Among the children Baldwin educated was Edward Estlin Cummings, who famously grew up to become the notable American poet e.e. cummings. He reflected nearly 60 years later on his beloved principal “blessed with a delicious voice, charming manners, and a deep understanding of children.” “Never did any semidivine dictator more gracefully and easily rule a more unruly and less graceful populace,” and “from her I marvellingly learned that the truest power is gentleness,” he wrote.
Despite the school’s renaming, the Agassiz neighborhood name remained. Counter recalled her early unease, “When I was old enough to understand why my elementary school name changed, I started questioning why the Agassiz neighborhood was still named the Agassiz neighborhood. And then learning more about how he used science to classify Black people as inferior, I felt almost awkward being a Black person walking around the neighborhood I love. Thinking about that name representing me in the community, it just didn’t sit right with me.”
By the time Counter was at Cambridge Rindge and Latin High School and studying Agassiz’s writings for an AP U.S. History class, her frustration grew.

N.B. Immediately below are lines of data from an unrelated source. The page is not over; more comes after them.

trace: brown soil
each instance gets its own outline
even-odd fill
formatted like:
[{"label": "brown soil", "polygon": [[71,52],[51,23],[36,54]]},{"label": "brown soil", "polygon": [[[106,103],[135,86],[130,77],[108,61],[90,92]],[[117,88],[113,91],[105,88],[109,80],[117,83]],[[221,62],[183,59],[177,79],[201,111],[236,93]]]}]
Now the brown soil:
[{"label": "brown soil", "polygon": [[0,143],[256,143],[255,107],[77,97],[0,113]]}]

She began a campaign for the Agassiz neighborhood to change its name. The new name would unquestionably be Baldwin. “There was no other person I wanted to advocate for.”
She began reaching out to Cambridge city councilors, talking to local activists, and attending community meetings. The initiative did not pass the first time, but she regrouped and spent the next three years working closely with the support of Cambridge City Councilors Sumbul Siddiqui and E. Denise Simmons and Agassiz Baldwin Community Center Co-Executive Director Phoebe Sinclair. The effort channeled through the sometimes obscure and tedious processes of local government.
“I just knew at the bottom of my heart that people didn’t like the name. It wasn’t just me. I trusted that,” she said.
In August 2021 the Cambridge City Council voted 9-0 to rename the neighborhood to Baldwin. Counter celebrated the change as an undergraduate on the cusp of her sophomore year at Harvard College. “I think it’s important to recognize the people who have historically been pushed out of being honored, despite their incredible work, especially because of the color of their skin. If we can do that today, why not?
“There’s a lot more work to do,” she said. “We live in this country, and it has a lot of scary legacies. I would encourage people to just question everything they see on the streets and be open to relearning and unlearning.”